KLEOS is situated in the heart of Achrafieh, near ABC Mall. It is a high-end typical residential project for Achrafieh families, consisting of 2 towers, providing all required amenities, and built on the concept of small units. It has a built-up area of 10,000 m² above ground and 5,000 m² below. This project is second to none in the area, not in its concept nor in its design, and can be accessed from all directions.

Figure 17: A Perspective View of the KLEOS Project

The two towers are joined by a royal ground floor entrance that provides access to seven elevators and is enclosed by a glowing landscaping. It also conveys a traditional Lebanese vibe, with all the relevant features embedded in the eastern area. It has maintained the historic feel by the use of sandstone from old houses that was previously built on its plot.

Their architecture is intended to secure total privacy for around 70 families forming a new community within the original one.

Within the towers, there are also clubs, fitness centers, beauty salons, swimming pools with changing rooms and showers. Parking lots and caves are also available in all 5 basement floors, in relation to the apartments. In addition, the project is situated in a position close to common workplaces in Beirut and it fits the different social requirements of citizens and displaced people. Environmentally speaking, studies for KLEOS adopted the most up-to-date US and EU standards of touchless technology and renewable energy.
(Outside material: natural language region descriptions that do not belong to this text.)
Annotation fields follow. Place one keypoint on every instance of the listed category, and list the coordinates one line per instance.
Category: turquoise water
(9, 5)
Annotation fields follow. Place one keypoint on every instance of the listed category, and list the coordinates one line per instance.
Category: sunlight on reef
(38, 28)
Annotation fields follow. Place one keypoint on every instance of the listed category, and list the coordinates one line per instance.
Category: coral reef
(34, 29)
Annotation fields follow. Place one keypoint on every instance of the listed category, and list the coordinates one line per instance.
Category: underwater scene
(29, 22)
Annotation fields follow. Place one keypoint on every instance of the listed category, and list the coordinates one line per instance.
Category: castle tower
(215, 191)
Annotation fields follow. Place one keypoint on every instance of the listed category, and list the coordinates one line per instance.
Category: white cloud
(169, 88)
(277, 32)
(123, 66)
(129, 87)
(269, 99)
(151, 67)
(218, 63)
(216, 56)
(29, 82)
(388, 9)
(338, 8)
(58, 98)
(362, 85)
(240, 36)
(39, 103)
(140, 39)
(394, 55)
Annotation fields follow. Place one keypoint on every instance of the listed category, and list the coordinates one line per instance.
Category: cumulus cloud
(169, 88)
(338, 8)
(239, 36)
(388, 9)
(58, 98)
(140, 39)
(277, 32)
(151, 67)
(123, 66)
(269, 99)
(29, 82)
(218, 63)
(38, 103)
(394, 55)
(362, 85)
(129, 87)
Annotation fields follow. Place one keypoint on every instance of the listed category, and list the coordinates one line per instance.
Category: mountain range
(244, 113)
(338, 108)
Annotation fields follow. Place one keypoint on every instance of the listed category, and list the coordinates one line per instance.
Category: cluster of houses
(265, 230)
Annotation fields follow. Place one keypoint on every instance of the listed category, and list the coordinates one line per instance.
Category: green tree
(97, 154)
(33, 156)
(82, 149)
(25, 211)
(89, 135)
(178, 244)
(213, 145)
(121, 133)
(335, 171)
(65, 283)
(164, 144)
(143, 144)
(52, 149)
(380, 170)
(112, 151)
To sum it all up, Achrafieh is a district that holds history, customs, richness, and a very bright future. Despite all the hardships that this district has faced, Achrafieh has always shown its strength and ability to overcome all its troubles. It has been through wars, conflicts, and tragic events, but has always proven its determination to rise again. Besides, Achrafieh is a district of beauty and vibrancy. All its streets have a unique characteristic that gives the impression of traditional yet developed local Beiruti style. The people of Achrafieh always aim to protect their district and make it stand out among others. No matter what your interests are, you’ll find a spot that will satisfy your needs, from historical monuments, to art venues, to cafés and restaurants. With time, Achrafieh became a haven for families who moved out of the BCD to find a more peaceful getaway. As it is mentioned in the monthly Hayek Group Newsletter, “Beirut Real Estatebility – A Metropolitan Exodus”, suburbanization is now a global trend that is becoming more and more noticeable in the area. From a real estate point of view, Achrafieh provides the perfect comfort for citizens, with the availability of smaller apartments, which are relatively close to all necessary amenities, a less costly way of living, and a safer environment. With all the ongoing crises in the country, the numbers shown in this report reveal a promising growth. The district is constantly encouraging local and regional investors to put their trust in Achrafieh, which brings us one step closer to achieving our main goal: reviving our beloved country and all its districts.